Neue Räume für mehr Wachstum

Das Melsunger Unternehmen Faubel hat seinen Betrieb auf dem Firmengelände in Melsungen erweitert. Ein 3500 Quadratmeter großer Neubau steht nun zusätzlich für die Produktion zur Verfügung.

Der zweigeschossige Bau wurde an das bestehende Gebäude am Schwarzenberger Weg in Melsungen angebaut. Die Ausweitung sei nötig gewesen, weil die Produktion in den vergangenen Jahren stetig gewachsen sei, sagte Geschäftsführer Martin Kuge. Außerdem wurde mehr Platz für das Lager und die Entwicklung innovativer Bereiche benötigt.

Im Obergeschoss befindet sich die Entwicklungsabteilung Smart Label Production. Dort werden neue Technologien zur Etikettenherstellung eingesetzt und weiterentwickelt. Zum Beispiel die RFID-Technik (Radio-Frequenz-Identifiktion). Bei dieser Technik werden Radiowellen genutzt, um Objekte zu identifizieren. Elektronische Mini-Chips werden ins Etikett eingebaut. Über Sensoren kann so zum Beispiel die Temperatur aufgezeichnet werden, um etwa zu beweisen, dass die Kühlkette bei einem Medikament eingehalten wurde.

Eine andere Innovation ist die e-Paper Technik. Die Medikamente werden mit einem elektronischen Etikett versehen, über das Daten über große Distanzen hinweg im Nachhinein geändert werden können. Falls sich im Verlauf einer medizinischen Studie etwa das Verfallsdatum eines teuren Medikamentes verlängere, könne dies elektronisch nachgebessert werden, sagt die Öffentlichkeitsmitarbeiterin Miriam Hüther. Dann müsse das Medikament nicht entsorgt werden. Das Unternehmen arbeitet primär für die Pharmabranche. „Wie stellen sehr sensible Produkte her“, sagt Kuge. Daher unterliegen die Daten und der gesamte Produktionsbereich besonderen Hygiene- und Sicherheitsvorschriften und einem sehr ausgefeilten Qualitätsmanagement.
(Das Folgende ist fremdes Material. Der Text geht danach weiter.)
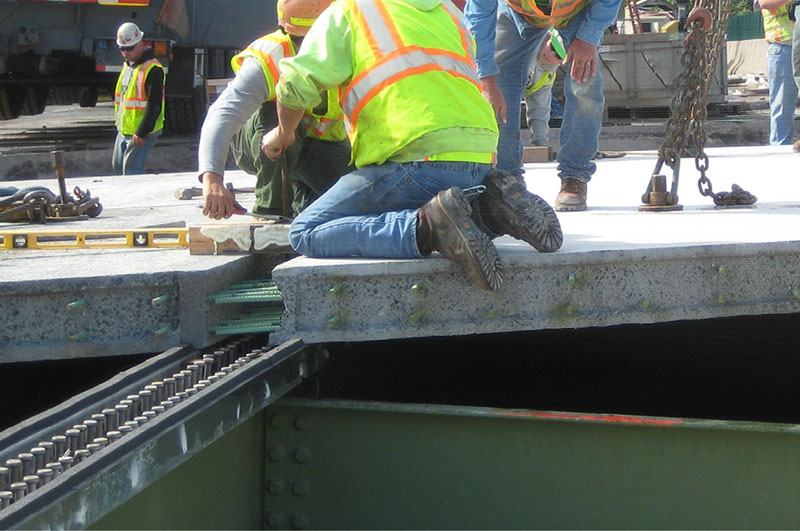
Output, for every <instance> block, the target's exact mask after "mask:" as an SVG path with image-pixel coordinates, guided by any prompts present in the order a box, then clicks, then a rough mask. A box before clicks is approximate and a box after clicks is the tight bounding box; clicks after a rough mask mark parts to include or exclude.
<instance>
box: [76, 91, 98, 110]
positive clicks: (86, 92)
mask: <svg viewBox="0 0 800 531" xmlns="http://www.w3.org/2000/svg"><path fill="white" fill-rule="evenodd" d="M78 105H80V106H81V107H94V106H95V105H97V87H86V88H84V89H83V91H82V92H81V95H80V96H79V97H78Z"/></svg>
Die Investitionskosten für den Neubau inklusive Einrichtung und Maschinen betrugen zehn Millionen Euro. Ein Jahr wurde gebaut. Faubel verfügt nun über eine Betriebsfläche von knapp 9000 Quadratmetern. Der Betrieb ist auf individuelle Lösungen für die Etikettierung von hochwertigen Medikamenten in der Forschung spezialisiert. 90 Prozent des Umsatzes realisiert das Unternehmen im Segment Pharma, sagt Kuge. Das sind beispielsweise Medikamente, die in der Krebsforschung eingesetzt werden. Die Produkte würden in bis zu 14 Ländern eingesetzt, weshalb die Produktbeschreibung in bis zu 40 Sprachen übersetzt werden. Eines der Hauptprodukte ist daher ein Booklet, das bis zu 113 Seiten habe und auf das Produkt aufgebracht werden kann. Im Sortiment sind auch Etiketten für geläufige Medikamente, die in der Apotheke erhältlich sind. Auch Verpackungen von Kosmetika werden bedruckt.